AMD Ryzen 9 3900X Review 173

AMD Ryzen 9 3900X Review


Value and Conclusion

  • The AMD Ryzen 9 3900X retails for $500.
  • 12-Cores, 24-Threads in a desktop platform!
  • Beats Core i9-9900K conclusively in multi-threaded applications
  • Gaming performance significantly improved, 10% over previous generation
  • Outstanding multi-threaded power efficiency
  • Unlocked multiplier
  • Supports existing AM4 motherboards
  • Much bigger L3 cache, lots of other architectural improvements
  • Improved memory support
  • Heatsink included
  • Support for PCI-Express 4.0
  • Still not as fast as Intel in gaming
  • No integrated graphics
AMD's new Zen 2 family of processors starts a new era in CPU technology by introducing the chiplet design made up of several optimized pieces of silicon that are designed to excel at their tasks, while reducing cost significantly at the same time. Instead of a large monolithic die, AMD broke their CPU up into multiple parts that are easier and cheaper to manufacture because of their smaller die size. In silicon manufacturing, a bigger die is harder to make because chances of randomly distributed defects ending up in your silicon go up the bigger the die. AMD was also wise to keep the I/O controller die on the 12 nanometer process because it doesn't benefit from 7 nanometer tech, and they can continue using GlobalFoundries for that instead of the more expensive TSMC fabs.
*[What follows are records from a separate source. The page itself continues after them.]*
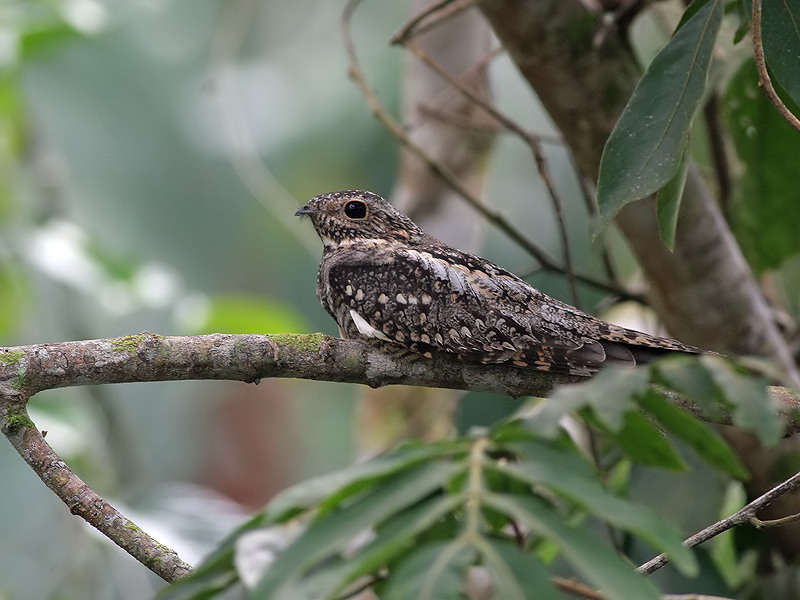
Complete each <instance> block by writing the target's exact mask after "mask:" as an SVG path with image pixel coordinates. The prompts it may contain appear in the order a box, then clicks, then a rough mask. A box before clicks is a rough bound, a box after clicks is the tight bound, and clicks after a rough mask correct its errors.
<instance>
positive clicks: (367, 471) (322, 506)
mask: <svg viewBox="0 0 800 600" xmlns="http://www.w3.org/2000/svg"><path fill="white" fill-rule="evenodd" d="M462 446H464V447H466V446H465V444H459V443H457V442H456V443H449V444H447V446H446V447H443V445H442V444H413V443H412V444H406V445H403V446H400V447H398V448H396V449H394V450H392V451H390V452H387V453H386V454H383V455H381V456H378V457H376V458H373V459H372V460H369V461H367V462H364V463H360V464H357V465H353V466H352V467H349V468H347V469H343V470H341V471H337V472H335V473H329V474H326V475H321V476H319V477H315V478H313V479H309V480H308V481H304V482H301V483H299V484H297V485H295V486H293V487H291V488H289V489H288V490H285V491H283V492H281V493H280V494H278V496H276V497H275V498H274V499H273V500H272V501H271V502H270V503H269V505H268V506H267V508H266V509H265V510H266V515H267V518H268V520H269V521H270V522H279V521H283V520H285V519H287V518H290V517H291V516H293V515H294V514H297V513H298V512H301V511H303V510H305V509H307V508H308V507H310V506H320V509H321V511H320V512H324V511H327V510H331V509H332V508H333V507H335V506H337V505H338V504H339V503H341V502H342V501H343V500H345V499H346V498H348V497H350V496H352V495H354V494H357V493H358V492H360V491H361V490H363V489H366V488H367V487H369V486H370V485H372V484H374V483H375V482H376V481H378V480H380V479H383V478H386V477H391V476H394V475H396V474H398V473H400V472H401V471H403V470H405V469H408V468H410V467H413V466H414V465H417V464H419V463H422V462H427V461H429V460H432V459H435V458H439V457H441V456H443V455H444V454H445V452H446V451H447V450H457V449H459V448H461V447H462Z"/></svg>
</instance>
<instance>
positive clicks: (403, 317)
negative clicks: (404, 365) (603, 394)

Ryzen 9 3900X is the most powerful AMD processor launching today. It features an amazing 12 cores and 24 threads, which is unheard of in a mainstream desktop platform. I'm sure Intel would still be selling up overpriced quad-core processors if it weren't for AMD Ryzen. Later this year, AMD will even release the 16-core / 32-thread Ryzen 9 3950X, which will work on the same AM4 platform, too. Looking at our performance testing, we see the Ryzen 9 3900X beat Intel's Core i9-9900K in applications with a 13% lead. Our mix of applications includes tests that are highly threaded, somewhat threaded, and single threaded. If you focus only on higher-threaded applications, that lead would be even bigger. Still, the Ryzen 9 3900X does fall behind a bit in single-threaded application, like Microsoft Office and Adobe Photoshop, because Intel still has the higher single-threaded performance, mostly thanks to their much higher boost clock speeds on premium parts.

When looking at gaming, our results confirm that AMD has caught up big time here, too, and the performance differences are much smaller. At higher resolutions like 1440p and 4K, the gap is pretty much non-existent, and parity with Intel has been reached. However, you probably don't even need such a fast CPU for gaming at these resolutions as even the Intel Core i5 processors deliver almost identical frame rates here. I expect the same will be true for AMD's Ryzen 5 3600/3600X we'll be reviewing very soon. The king of the hill for gaming performance is still the Core i9-9900K, though, and this becomes apparent at the resolution of 720p, which completely removes the GPU bottleneck and puts CPU performance under a microscope. Here, both the Intel Core i7-9700K and Core i9-9900 have a lead of about 10%, though pretty much only because their processors run at higher clock frequencies.

Overclocking the Ryzen 9 3900X proved difficult because its heat output is so high. Even with a 240 mm all-in-one water cooler, we couldn't even get close to what it can do. We had to lower our voltage over and over again to keep it from overheating when fully loaded on all cores. In the end, our maximum overclock of 4 GHz is disappointing compared to what (low-threaded) boosts we would see from even the stock processor. Of course, if you run highly threaded applications all day and the CPU is 100% loaded, manual overclocking can provide some benefits, but for everybody else, it simply makes most sense to overclock using PBO, which keeps the heat output low enough for the stock heatsink to handle it, and it also provides the much needed boost clocks for low-threaded workloads.

A reworked memory subsystem not only improves compatibility with various memory vendors, but also helps overclockers because memory speeds above DDR4-3600 are now in reach. We tested this in a separate article today and can confirm that DDR4-4000 was not any more difficult than on Intel. Overclocking and tweaking is vastly simplified by AMD's Ryzen Master software, which in its latest iteration is better than ever, saving you from having to go into the BIOS all the time.

Power efficiency of Zen 2 is good, definitely improved over previous generations, probably due to the 7 nanometer production process. What caught our attention was multi-threaded energy usage, which measures how much total energy is used to complete a specific task—it takes into account not only power draw, but also time required to complete an operation. Here, the Ryzen 9 3900X claims the top spot as the most energy-efficient processor we have ever tested. Temperatures are a bit high, though, with 79°C, but all the performance has to come from somewhere.

Priced at $500, the Ryzen 9 3900X goes up right against the Intel Core i9-9900K that's priced similarly. Unlike the Intel processor, AMD was kind enough to include a heatsink with their processor, so you can get your new rig set up immediately. This included heatsink is not some cheap, low-quality heatsink, but a decent cooler. Congratulations, AMD!